Les vedettes, Godard va les amadouer à l'aide d'une histoire d'amour classique, leur faisant très ironiquement réciter quelques lignes de dialogue tirées du
Mépris - son premier film « à grand déploiement » duquel
Tout va bien pourrait être vu comme le pendant conscientisé. Car, en situant son histoire dans la France de l'après 68, en la situant donc historiquement, le cinéaste en fait inévitablement le reflet de son époque : des grèves, de la répression policière, de la bourgeoisie qui commande et des ouvriers qui se battent. La lutte des classes s'insinue naturellement dans le décor, parasite le récit classique. Très vite, le réel réclame sa place à l'écran - et le film s'empresse de lui céder la parole. Godard et Gorin, sous la forme d'une série d'entrevues, élaborent alors un complexe portrait de la situation sociopolitique et idéologique de la France de 1972.
De ce désir de « raconter d'une autre manière pour finalement raconter autre chose » découle la forme éclatée, constamment novatrice, de ce film-laboratoire où chaque expérience fait mouche.

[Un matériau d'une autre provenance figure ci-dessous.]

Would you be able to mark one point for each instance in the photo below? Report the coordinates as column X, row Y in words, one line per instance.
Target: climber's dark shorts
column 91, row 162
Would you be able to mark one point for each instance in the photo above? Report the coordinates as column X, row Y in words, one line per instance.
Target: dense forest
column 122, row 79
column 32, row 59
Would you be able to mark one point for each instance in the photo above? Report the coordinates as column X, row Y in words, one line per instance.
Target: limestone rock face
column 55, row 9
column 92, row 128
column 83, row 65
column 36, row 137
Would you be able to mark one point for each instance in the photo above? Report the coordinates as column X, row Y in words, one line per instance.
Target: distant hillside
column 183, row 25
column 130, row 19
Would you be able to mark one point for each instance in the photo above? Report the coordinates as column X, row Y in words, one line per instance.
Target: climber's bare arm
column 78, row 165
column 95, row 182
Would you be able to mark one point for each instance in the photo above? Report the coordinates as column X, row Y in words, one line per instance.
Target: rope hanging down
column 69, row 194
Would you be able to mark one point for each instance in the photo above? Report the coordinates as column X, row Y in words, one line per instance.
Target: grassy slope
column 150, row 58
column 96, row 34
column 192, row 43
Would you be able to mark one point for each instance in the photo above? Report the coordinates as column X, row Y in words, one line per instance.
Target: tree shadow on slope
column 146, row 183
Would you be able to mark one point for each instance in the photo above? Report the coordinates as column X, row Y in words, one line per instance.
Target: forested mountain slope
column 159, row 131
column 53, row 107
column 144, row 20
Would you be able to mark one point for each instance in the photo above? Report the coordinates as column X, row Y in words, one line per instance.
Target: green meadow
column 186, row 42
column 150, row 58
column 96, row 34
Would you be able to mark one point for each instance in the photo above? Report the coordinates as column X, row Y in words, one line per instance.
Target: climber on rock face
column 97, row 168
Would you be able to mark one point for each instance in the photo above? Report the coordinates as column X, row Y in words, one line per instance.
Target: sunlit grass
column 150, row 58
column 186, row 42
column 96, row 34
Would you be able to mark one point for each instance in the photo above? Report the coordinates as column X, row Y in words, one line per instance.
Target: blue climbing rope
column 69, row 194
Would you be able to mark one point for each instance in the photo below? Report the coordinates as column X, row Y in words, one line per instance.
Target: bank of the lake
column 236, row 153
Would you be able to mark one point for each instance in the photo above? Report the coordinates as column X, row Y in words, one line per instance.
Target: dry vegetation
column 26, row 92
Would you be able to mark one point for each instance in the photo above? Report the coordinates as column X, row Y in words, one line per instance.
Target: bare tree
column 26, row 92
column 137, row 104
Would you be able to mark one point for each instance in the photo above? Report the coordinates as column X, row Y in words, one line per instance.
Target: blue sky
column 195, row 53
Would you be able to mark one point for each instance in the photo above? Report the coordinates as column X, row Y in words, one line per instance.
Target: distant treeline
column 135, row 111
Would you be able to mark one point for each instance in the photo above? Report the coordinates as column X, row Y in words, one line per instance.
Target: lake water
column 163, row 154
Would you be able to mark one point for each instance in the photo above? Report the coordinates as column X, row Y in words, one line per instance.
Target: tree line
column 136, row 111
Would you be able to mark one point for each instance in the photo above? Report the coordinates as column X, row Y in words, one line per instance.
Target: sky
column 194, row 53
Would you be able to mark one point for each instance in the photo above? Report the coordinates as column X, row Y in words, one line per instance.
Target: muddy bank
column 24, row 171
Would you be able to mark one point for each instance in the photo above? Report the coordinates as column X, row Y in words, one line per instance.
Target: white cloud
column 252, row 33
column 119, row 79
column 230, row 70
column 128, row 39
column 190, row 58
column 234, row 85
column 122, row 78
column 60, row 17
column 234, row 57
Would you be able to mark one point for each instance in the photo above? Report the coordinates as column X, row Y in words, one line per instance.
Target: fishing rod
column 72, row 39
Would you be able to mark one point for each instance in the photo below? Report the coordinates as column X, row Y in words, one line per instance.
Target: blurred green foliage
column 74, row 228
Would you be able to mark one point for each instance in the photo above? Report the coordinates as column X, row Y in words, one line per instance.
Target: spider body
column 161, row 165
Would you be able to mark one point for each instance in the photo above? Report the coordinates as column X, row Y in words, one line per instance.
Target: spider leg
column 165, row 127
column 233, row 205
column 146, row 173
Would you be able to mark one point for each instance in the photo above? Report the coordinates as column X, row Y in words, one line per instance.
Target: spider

Sur le plan de l'esthétique,
Tout va bien s'avère l'un des films les plus ambitieux et accomplis de l'oeuvre de Godard. La mise en scène, constamment mise de l'avant, se déploie comme une série de morceaux de bravoure - la pièce de résistance étant évidemment ce formidable plan-séquence, rappelant le fameux embouteillage de
Week End, au cours duquel la caméra parcourt de long en large les allées d'un supermarché Carrefour pris d'assaut par des manifestants. Ici, la critique de la société de consommation est complète et le fantasme de sa destruction est mis en scène avec autant de fougue que de rigueur. L'autre image célèbre du film, cette coupe transversale de l'usine occupée, demeure quant à elle parmi les plus frappantes qu'ait orchestrées le cinéaste.
Qu'il y ait en filigrane l'effritement du couple, thème récurrent du cinéma de Godard, ne distrait en rien du discours idéologique. Au contraire, cette dimension personnelle ancre le politique dans l'intime, rend l'un indissociable de l'autre. Que ces deux questions soient ainsi liées l'une à l'autre, qu'elles cohabitent ainsi puisqu'elles ne peuvent faire autrement, renforce au fond cette notion que pour Godard le politique s'impose comme considération fondamentale chez l'Homme. L'intime donne somme toute un poids supplémentaire à cette affirmation finale du film selon laquelle il faut commencer à se penser historiquement.
Se penser historiquement : en ce sens où apprendre à se penser politiquement ne constitue pas une négation de l'être, mais au contraire une prise de conscience nécessaire par l'entremise de laquelle l'être donne un sens à son propre quotidien, à sa propre existence et s'inscrit, au final, dans une Histoire qui est celle de la lutte des classes, de la révolte perpétuelle. Ainsi naît l'espoir. « Puisse chacun être son propre historien ».